Distinguish from the 5 Megawatts Rosh Pinah Solar Power Plant majority owned by Old Mutual Namibia.

NamPower Solar Power Station (NSPS), also referred to as NamPower Rosh Pinah Solar Power Station, is a planned 100 megawatts solar power station in Namibia. The power station is under development by Namibia Power Corporation Limited (NamPower), the Namibian state-owned electric utility company.
When completed, this renewable energy infrastructure project is expected to become the largest grid-ready, solar power plant in the country.

==Location==
The solar farm is located on an area measuring 250 acre, outside the town of Rosh Pinah, ǁKaras Region in southern Namibia, close to the border with South Africa.
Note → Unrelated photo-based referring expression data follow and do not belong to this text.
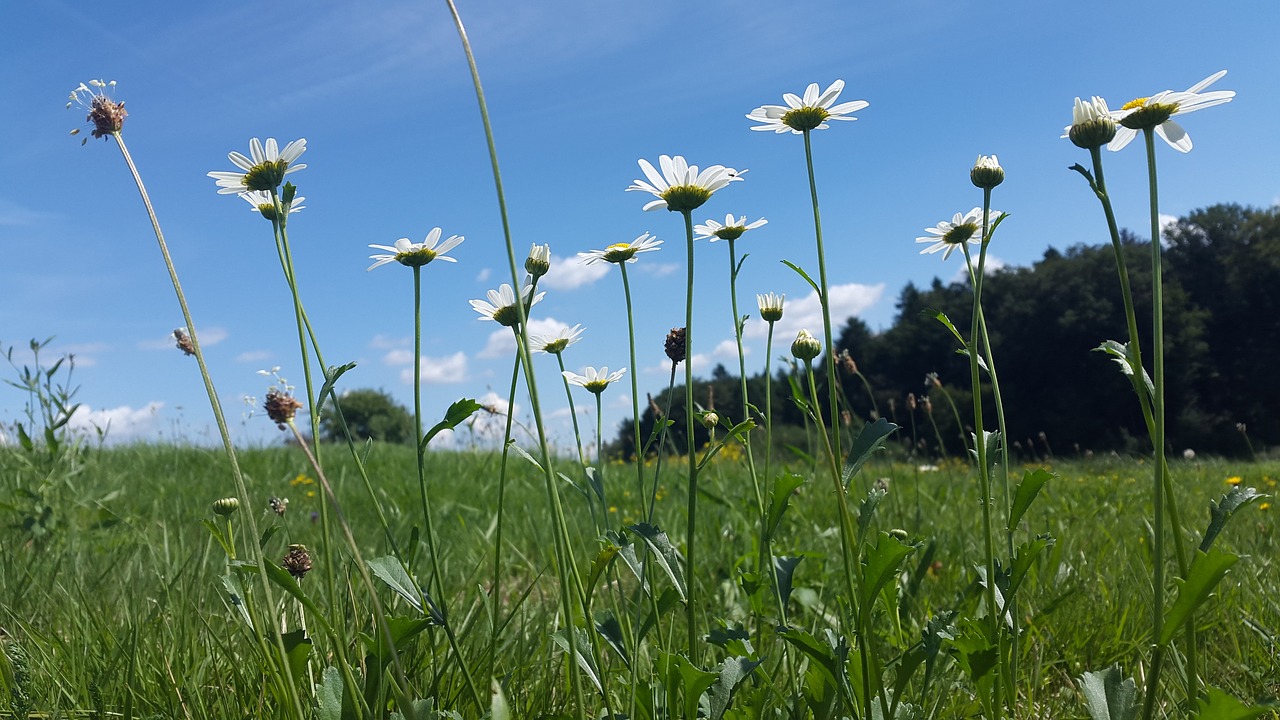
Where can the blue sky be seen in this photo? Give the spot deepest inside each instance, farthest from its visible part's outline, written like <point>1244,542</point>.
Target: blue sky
<point>579,91</point>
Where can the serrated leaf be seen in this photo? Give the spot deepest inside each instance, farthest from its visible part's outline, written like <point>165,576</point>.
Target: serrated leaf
<point>329,695</point>
<point>453,417</point>
<point>1206,572</point>
<point>1025,493</point>
<point>780,499</point>
<point>730,673</point>
<point>581,651</point>
<point>1109,695</point>
<point>1221,511</point>
<point>663,552</point>
<point>868,441</point>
The town of Rosh Pinah is located approximately 724 km, southwest of Windhoek, the capital and largest city of Namibia.

==Overview==
The power station has a planned capacity of 100 megawatts. NamPower intends to integrate the electricity generated here, into the national electricity grid.

==Background==
In 2020, this renewable energy infrastructure project was conceived as the 40 MW Rosh Pinah Wind Power Station. In 2023, the project transformed into the 70 MW Rosh Pinah Solar Power Station, following feasibility studies which revealed that the location did not host sufficient wind current to support a commercially viable wind farm. The generation capacity of the solar farm was increased from 70 MW to 100 MW when NamPower decided to invest 20 percent in the public–private partnership (PPP) project.

==Construction==
The engineering, procurement and construction (EPC) company is a joint venture (JV) comprising China Jiangxi International Economic and Technical Cooperation Company Limited and China New Energy Development (Zhejiang) Company Limited. The contract price is NAD1.4 billion (approx. US$78.33 million). Of this, 80 percent will be provided as a loan to NamPower by the German Development Bank (KfW), while the remaining 20 percent will be raised by NamPower from internal sources. Construction is expected to begin during H2 2024, with commercial commissioning expected in Q2 of 2026. The table below illustrates the sources of funding for the construction of NamPower Solar Power Station.

Sources of Funding For Construction of NamPower Solar Power Station
| Rank | Fund Source | Domicile | Contribution in US$ | Percentage | Notes |
|---|---|---|---|---|---|
| 1 | KfW | Germany | 62.67 million | 80.0 | Loan |
| 2 | NamPower | Namibia | 15.67 million | 20.0 | Equity |
|  | Total |  | 78.33 million | 100.00 |  |

==Other considerations==
As of 2024, Namibia's generation Capacity was about 500 MW. In order to meet its power needs, the country has contracts to buy extra power from South Africa (100 MW), Zambia (180 MW) and Zimbabwe (80 MW). This power station is intended to diversify the country's electricity generation mix and to reduce its dependence on imported electricity.